Most of us think about practice as something we do in order to get good. We practice skills that we don’t have, with the end goal of being able to perform the skill. The truth is, this is only half of the value of practice.
In this post, you’re going to learn about the idea of becoming good enough to practice.
Practice what you know to get good fast
Think about it: if the only purpose of practice was to work on something that you couldn’t do yet, then you would expect experts to spend most of their time practicing brand new things. Yet if you talk to any professional level performer, you’ll find just the opposite.
Pro basketball players do free throw drills; black belt martial artists work on their basic kicks; pro soccer players drill one-touch passing; ballet soloists spend hours at the barre; orchestra musicians practice scales every session. Why?
Practice trains your body and mind to repeat what you have done.
As you develop your fluency with the skill, you are then able to make minor adjustments so you can perform the skill reliably when circumstances change.
The fine-tuning aspect of practice is incredibly important: it’s no good to learn how to hold a one-footed spin if you can’t adjust to the stickiness of the floor, the power of your leader’s pulse, or how tired your ankles are at 3am.
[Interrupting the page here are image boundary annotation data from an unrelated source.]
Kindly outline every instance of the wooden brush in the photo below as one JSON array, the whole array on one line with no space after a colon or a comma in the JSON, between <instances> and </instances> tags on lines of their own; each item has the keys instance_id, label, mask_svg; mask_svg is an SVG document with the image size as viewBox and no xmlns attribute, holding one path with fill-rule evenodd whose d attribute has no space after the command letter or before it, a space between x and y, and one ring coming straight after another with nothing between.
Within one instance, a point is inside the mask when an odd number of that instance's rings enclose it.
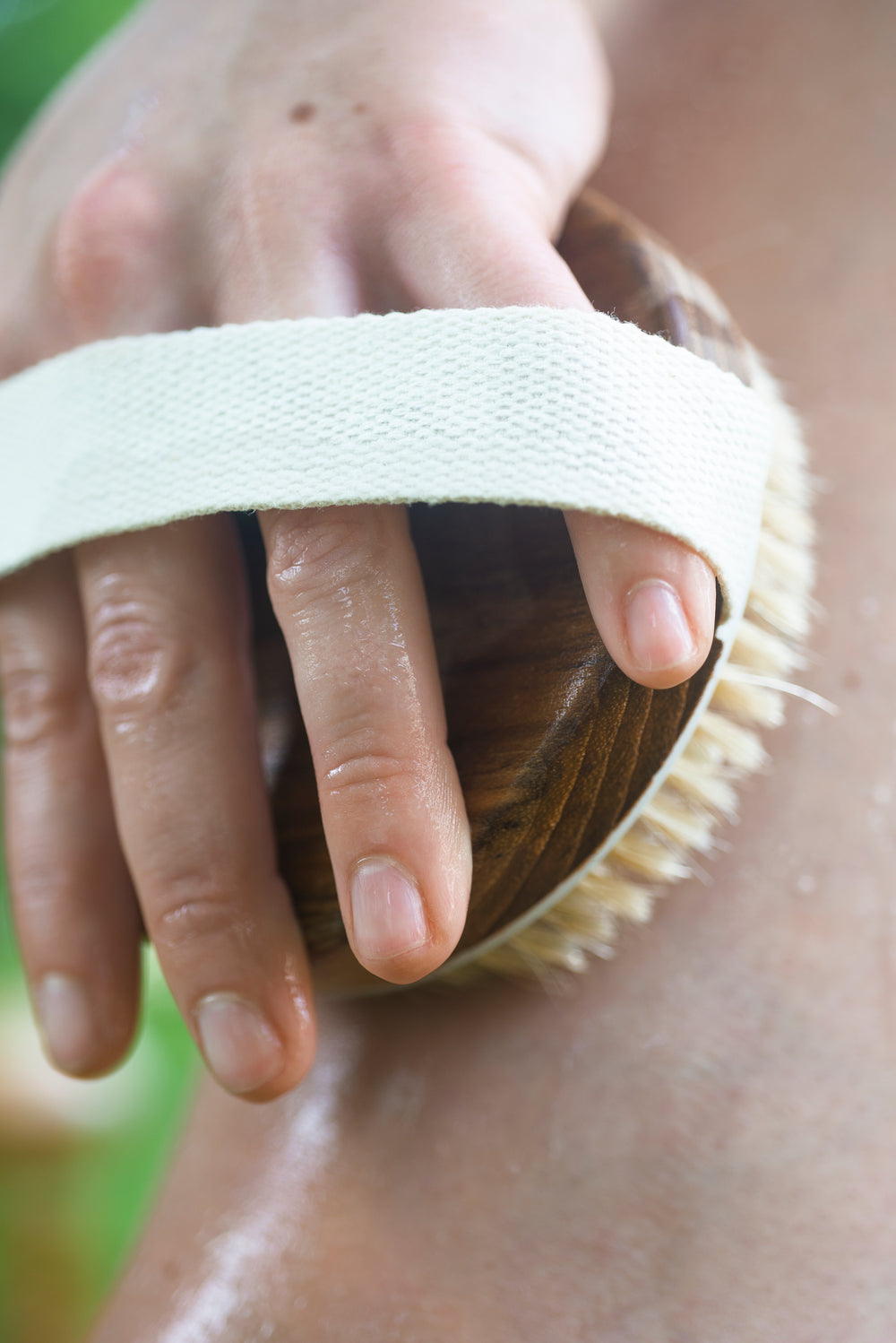
<instances>
[{"instance_id":1,"label":"wooden brush","mask_svg":"<svg viewBox=\"0 0 896 1343\"><path fill-rule=\"evenodd\" d=\"M488 504L412 505L448 717L472 829L469 915L432 976L550 978L609 956L618 920L644 923L735 810L732 783L763 763L757 728L781 721L811 586L803 447L755 351L719 298L644 226L593 192L559 240L596 309L734 373L774 414L750 600L731 657L716 639L671 690L629 681L587 608L563 517ZM370 992L351 955L288 657L243 526L255 610L262 739L279 861L318 987ZM707 688L712 685L711 698Z\"/></svg>"}]
</instances>

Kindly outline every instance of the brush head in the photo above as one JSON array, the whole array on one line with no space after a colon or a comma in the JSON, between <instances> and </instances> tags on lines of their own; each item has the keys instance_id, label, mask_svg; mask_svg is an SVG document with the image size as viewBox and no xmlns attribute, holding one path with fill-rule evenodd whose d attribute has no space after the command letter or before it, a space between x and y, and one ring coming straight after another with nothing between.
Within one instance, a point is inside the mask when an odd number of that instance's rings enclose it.
<instances>
[{"instance_id":1,"label":"brush head","mask_svg":"<svg viewBox=\"0 0 896 1343\"><path fill-rule=\"evenodd\" d=\"M585 600L559 512L412 505L448 720L473 846L469 915L437 978L541 978L609 955L620 917L649 917L657 886L691 870L734 811L731 783L781 717L811 582L807 482L795 420L714 291L649 230L596 193L573 207L558 250L596 309L680 345L757 389L775 442L759 556L731 657L715 639L684 685L649 690L612 662ZM318 987L390 990L351 955L338 909L311 753L288 657L252 576L262 740L280 870Z\"/></svg>"}]
</instances>

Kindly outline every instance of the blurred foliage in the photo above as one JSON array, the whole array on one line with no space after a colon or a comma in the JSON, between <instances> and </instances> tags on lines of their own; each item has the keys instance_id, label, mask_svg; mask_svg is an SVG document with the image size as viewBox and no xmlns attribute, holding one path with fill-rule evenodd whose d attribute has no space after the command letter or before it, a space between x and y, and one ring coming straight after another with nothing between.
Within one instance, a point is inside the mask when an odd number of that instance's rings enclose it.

But this sort of fine tuning simply cannot occur until you can execute the core principles of the movement without effort.
If you need to consciously think about holding your ankle to your leg when you balance on one foot, you won’t be able to think or react quickly enough to adjust the height of your free foot when your supporting leg wobbles.
The next time you practice, try changing your focus.
Instead of asking what skill you need to practice, ask yourself what skill is good enough to practice.
Find something that you can do well and try to discover just how much more you can do with that skill.
It might be learning how to sustain or control a movement over a longer period of time, it might be how to adjust the movement in order to adapt to a different circumstance, or it might be polishing a transition that you never paid attention to before now.